The 26-minute documentary, shot at many parts of the region, detailed key challenges faced by the region, the gradual and progressive journey to access healthcare and the future of healthcare in the region.
It details the roles played by the JICA, the Ghana government, the local community, its leadership and other well-meaning stakeholders.
The statement said the documentary will be aired on GTV, UTV, TV3 and Joy News.
“Before 2006, the Upper West Region was one of the most deprived and under-developed regions in the country. The Ministry of Health established that more than 75 per cent of the region’s population had to travel over eight kilometres to access basic community health services.
“In 2000, Ghana launched the CHPS strategy to facilitate improved health services delivery closer to the doorstep of community members,” the statement said.
Explaining, JICA said under the initiative, community health professionals, supported by community volunteers, were trained to provide basic healthcare that includes maternal and reproductive health, child health services, treatment of minor ailments, health education and promotion of healthy lifestyles, and follow-up on clients after treatment.
It said in 2006, the JICA decided to support and scale up the CHPS strategy in the region. “The JICA’s intervention in healthcare in the region took a holistic approach with the support package coming in both soft (Technical Cooperation) and hard components (Grant Aid).

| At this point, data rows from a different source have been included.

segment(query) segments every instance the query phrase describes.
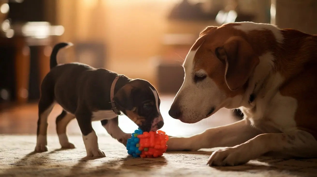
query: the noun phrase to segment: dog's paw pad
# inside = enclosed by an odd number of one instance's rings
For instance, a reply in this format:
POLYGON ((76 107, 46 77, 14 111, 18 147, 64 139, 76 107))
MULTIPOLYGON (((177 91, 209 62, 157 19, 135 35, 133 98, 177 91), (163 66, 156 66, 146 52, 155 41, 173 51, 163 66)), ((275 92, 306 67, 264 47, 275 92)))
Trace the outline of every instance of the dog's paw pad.
POLYGON ((75 145, 72 143, 69 143, 68 144, 63 145, 61 146, 62 149, 74 149, 76 148, 75 145))
POLYGON ((46 152, 49 150, 47 145, 39 145, 35 147, 34 151, 36 152, 46 152))
POLYGON ((87 157, 106 157, 106 154, 103 151, 100 149, 92 150, 87 152, 87 157))

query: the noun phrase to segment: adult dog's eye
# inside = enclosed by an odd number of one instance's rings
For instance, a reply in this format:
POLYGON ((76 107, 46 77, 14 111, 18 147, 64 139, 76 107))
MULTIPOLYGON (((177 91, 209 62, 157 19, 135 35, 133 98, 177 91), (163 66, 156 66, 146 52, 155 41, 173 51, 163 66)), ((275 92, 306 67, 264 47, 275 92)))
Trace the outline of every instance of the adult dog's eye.
POLYGON ((205 74, 196 74, 195 75, 194 80, 195 82, 197 82, 198 81, 203 80, 207 77, 207 76, 205 74))
POLYGON ((146 111, 149 111, 151 109, 151 105, 148 103, 145 104, 143 105, 143 108, 146 111))

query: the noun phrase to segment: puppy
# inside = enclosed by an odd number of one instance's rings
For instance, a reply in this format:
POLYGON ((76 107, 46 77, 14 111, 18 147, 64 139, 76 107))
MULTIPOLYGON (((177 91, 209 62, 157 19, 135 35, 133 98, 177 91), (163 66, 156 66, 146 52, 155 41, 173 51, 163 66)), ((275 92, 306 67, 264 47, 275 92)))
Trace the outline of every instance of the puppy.
POLYGON ((209 27, 184 63, 185 77, 169 111, 194 123, 220 109, 244 119, 168 142, 168 150, 213 152, 210 165, 235 165, 263 155, 317 157, 317 36, 269 24, 209 27))
POLYGON ((41 86, 36 151, 48 150, 47 118, 55 103, 63 109, 56 119, 56 130, 62 148, 74 148, 68 141, 66 130, 68 123, 75 118, 87 156, 105 156, 98 146, 92 121, 101 121, 111 136, 125 145, 131 134, 124 132, 118 127, 118 116, 121 113, 144 131, 155 131, 163 126, 159 109, 160 100, 156 89, 148 81, 131 79, 79 63, 57 66, 57 52, 69 45, 61 43, 54 47, 50 57, 50 71, 41 86))

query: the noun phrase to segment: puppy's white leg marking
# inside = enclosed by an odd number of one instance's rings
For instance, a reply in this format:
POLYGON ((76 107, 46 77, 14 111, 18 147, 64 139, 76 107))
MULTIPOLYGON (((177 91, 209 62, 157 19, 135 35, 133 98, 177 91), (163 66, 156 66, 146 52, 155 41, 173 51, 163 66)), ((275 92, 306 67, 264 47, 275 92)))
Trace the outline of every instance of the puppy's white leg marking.
POLYGON ((54 107, 55 103, 53 103, 49 107, 42 113, 40 116, 40 125, 38 126, 38 134, 36 139, 36 145, 35 147, 36 152, 45 152, 47 151, 47 118, 49 113, 54 107))
POLYGON ((283 133, 258 135, 232 148, 213 152, 210 166, 235 165, 246 163, 268 152, 293 157, 317 157, 317 141, 311 134, 296 130, 283 133))
POLYGON ((112 138, 126 145, 126 141, 131 138, 131 134, 125 133, 119 127, 117 117, 108 120, 108 123, 103 126, 112 138))
POLYGON ((56 131, 58 135, 60 144, 63 149, 74 149, 75 145, 69 142, 66 133, 67 125, 72 120, 75 118, 75 115, 68 113, 65 116, 56 123, 56 131))
POLYGON ((117 117, 117 115, 112 110, 99 110, 93 112, 92 121, 101 121, 105 119, 108 120, 117 117))
POLYGON ((212 128, 188 138, 171 137, 167 141, 168 151, 197 150, 202 148, 231 147, 259 134, 250 122, 243 119, 228 125, 212 128))
POLYGON ((161 121, 164 121, 163 117, 161 114, 161 112, 159 110, 159 108, 158 107, 158 94, 157 92, 155 90, 153 90, 151 87, 150 89, 151 89, 153 92, 153 95, 154 95, 154 97, 155 99, 155 105, 156 106, 156 109, 158 113, 158 116, 155 118, 153 120, 153 122, 152 123, 152 126, 151 127, 151 131, 156 131, 158 130, 157 127, 158 123, 161 121))
POLYGON ((84 144, 86 148, 87 157, 103 157, 106 156, 105 153, 99 149, 98 138, 93 130, 87 136, 83 135, 84 144))

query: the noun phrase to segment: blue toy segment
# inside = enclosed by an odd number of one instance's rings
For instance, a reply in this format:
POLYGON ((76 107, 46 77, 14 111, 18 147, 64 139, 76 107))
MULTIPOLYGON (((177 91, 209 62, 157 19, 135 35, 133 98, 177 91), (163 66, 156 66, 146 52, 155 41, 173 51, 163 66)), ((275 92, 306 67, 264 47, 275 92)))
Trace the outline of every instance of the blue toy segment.
POLYGON ((143 134, 143 131, 139 128, 136 130, 134 133, 131 134, 131 138, 128 139, 126 142, 126 150, 128 154, 134 157, 139 157, 141 151, 139 150, 140 146, 139 142, 140 139, 138 138, 138 135, 143 134))

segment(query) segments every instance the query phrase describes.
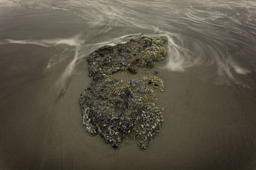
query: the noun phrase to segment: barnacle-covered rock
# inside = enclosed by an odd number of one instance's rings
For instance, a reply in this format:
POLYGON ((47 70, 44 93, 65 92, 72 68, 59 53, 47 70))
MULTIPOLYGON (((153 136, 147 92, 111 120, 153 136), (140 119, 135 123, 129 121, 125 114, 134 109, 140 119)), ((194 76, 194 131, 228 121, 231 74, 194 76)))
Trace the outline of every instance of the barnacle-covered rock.
POLYGON ((104 46, 88 58, 93 81, 81 95, 83 126, 90 134, 99 133, 104 141, 116 148, 125 137, 145 149, 163 123, 163 108, 154 103, 156 92, 163 92, 163 80, 156 76, 129 81, 114 78, 114 73, 136 73, 151 67, 166 54, 166 39, 135 36, 125 44, 104 46))

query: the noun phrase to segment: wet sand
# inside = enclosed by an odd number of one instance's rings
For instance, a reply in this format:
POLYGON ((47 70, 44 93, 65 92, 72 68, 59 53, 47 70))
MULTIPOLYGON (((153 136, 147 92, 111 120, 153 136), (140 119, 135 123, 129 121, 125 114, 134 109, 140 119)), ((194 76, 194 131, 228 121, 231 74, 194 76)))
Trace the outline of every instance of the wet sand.
MULTIPOLYGON (((40 53, 40 47, 33 48, 40 53)), ((45 65, 47 59, 40 62, 45 65)), ((43 68, 29 69, 35 74, 30 80, 19 81, 22 74, 14 75, 10 84, 5 85, 8 92, 1 90, 2 169, 255 167, 254 89, 211 85, 188 74, 156 67, 152 70, 159 72, 165 82, 164 92, 157 102, 165 109, 159 136, 146 150, 140 150, 132 141, 114 150, 99 136, 90 136, 81 125, 77 99, 91 81, 85 61, 78 66, 80 71, 70 79, 66 92, 60 97, 59 89, 50 85, 58 73, 39 75, 36 71, 41 73, 43 68)))
MULTIPOLYGON (((63 17, 63 13, 55 15, 63 17)), ((77 29, 63 29, 70 36, 76 34, 84 26, 80 22, 74 22, 77 29)), ((45 29, 40 38, 50 35, 51 30, 45 29)), ((20 32, 20 39, 29 39, 26 31, 20 32)), ((56 31, 55 36, 66 34, 56 31)), ((15 33, 10 34, 19 39, 15 33)), ((6 35, 1 37, 10 38, 6 35)), ((39 39, 37 36, 32 34, 29 38, 39 39)), ((157 104, 164 108, 159 136, 146 150, 129 140, 113 149, 99 135, 90 136, 81 125, 78 98, 91 81, 85 60, 67 79, 65 91, 56 85, 56 80, 72 55, 45 70, 52 55, 70 48, 0 45, 1 169, 256 168, 255 73, 243 77, 250 88, 214 85, 197 78, 198 73, 192 70, 163 69, 165 60, 151 71, 164 80, 164 91, 157 97, 157 104)))

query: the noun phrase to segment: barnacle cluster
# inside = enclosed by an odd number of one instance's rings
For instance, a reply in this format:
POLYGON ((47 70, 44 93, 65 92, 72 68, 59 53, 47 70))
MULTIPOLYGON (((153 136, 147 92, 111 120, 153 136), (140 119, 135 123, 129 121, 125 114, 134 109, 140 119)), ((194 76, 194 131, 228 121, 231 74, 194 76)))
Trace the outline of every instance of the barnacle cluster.
POLYGON ((163 80, 154 75, 129 81, 113 78, 116 72, 136 74, 152 67, 166 55, 165 38, 145 36, 125 44, 104 46, 88 57, 89 87, 81 94, 83 126, 90 134, 99 133, 104 141, 116 148, 125 137, 145 149, 163 123, 163 108, 154 103, 156 92, 163 92, 163 80))

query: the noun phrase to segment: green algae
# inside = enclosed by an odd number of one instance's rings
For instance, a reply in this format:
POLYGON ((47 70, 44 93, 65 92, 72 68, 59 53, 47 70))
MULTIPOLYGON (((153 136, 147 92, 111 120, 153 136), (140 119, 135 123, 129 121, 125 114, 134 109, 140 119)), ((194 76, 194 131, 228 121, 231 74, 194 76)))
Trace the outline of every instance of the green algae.
POLYGON ((128 137, 147 148, 164 122, 163 108, 154 103, 156 92, 163 91, 163 80, 151 75, 124 81, 113 74, 136 74, 139 68, 153 67, 164 59, 166 41, 164 38, 135 36, 125 44, 100 48, 87 57, 93 80, 79 99, 86 131, 99 133, 113 148, 128 137))

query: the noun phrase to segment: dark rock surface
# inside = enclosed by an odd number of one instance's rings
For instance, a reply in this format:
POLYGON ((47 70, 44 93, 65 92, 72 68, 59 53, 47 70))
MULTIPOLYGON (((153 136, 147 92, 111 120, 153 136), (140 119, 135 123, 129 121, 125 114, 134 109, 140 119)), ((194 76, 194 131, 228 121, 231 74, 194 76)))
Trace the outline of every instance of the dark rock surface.
POLYGON ((100 48, 87 57, 93 80, 81 93, 79 104, 83 126, 90 134, 99 133, 113 148, 130 137, 140 148, 147 148, 164 121, 163 108, 153 103, 155 93, 163 91, 163 80, 152 75, 124 81, 113 75, 153 67, 164 59, 166 41, 164 38, 135 36, 125 44, 100 48))

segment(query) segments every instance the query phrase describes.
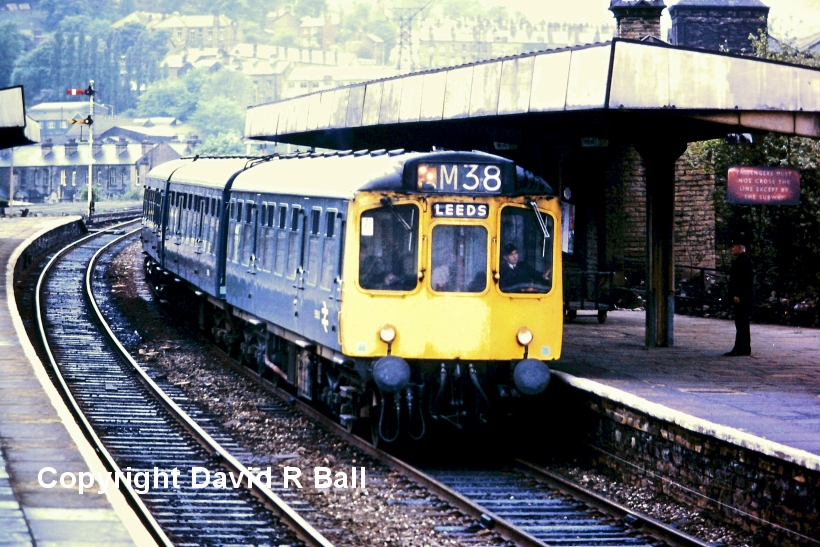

The JICA’s interventions were largely successful despite some initial challenges. Before the inception of the projects in 2006, the region had about 24 CHPS facilities. Currently, the region has effectively set-up over 378 well-established CHPS facilities with about 80 per cent of the region’s population of 904,695 being able to access healthcare without any barriers.
The statement said the JICA trained over 1000 community health officers to plan and skillfully mobilised community members for health activities and support.
“The JICA provided technical training for midwives on safe motherhood for maternal and newborns and re-tooled each health centre with basic delivery equipment and portable autoclaves,” it said.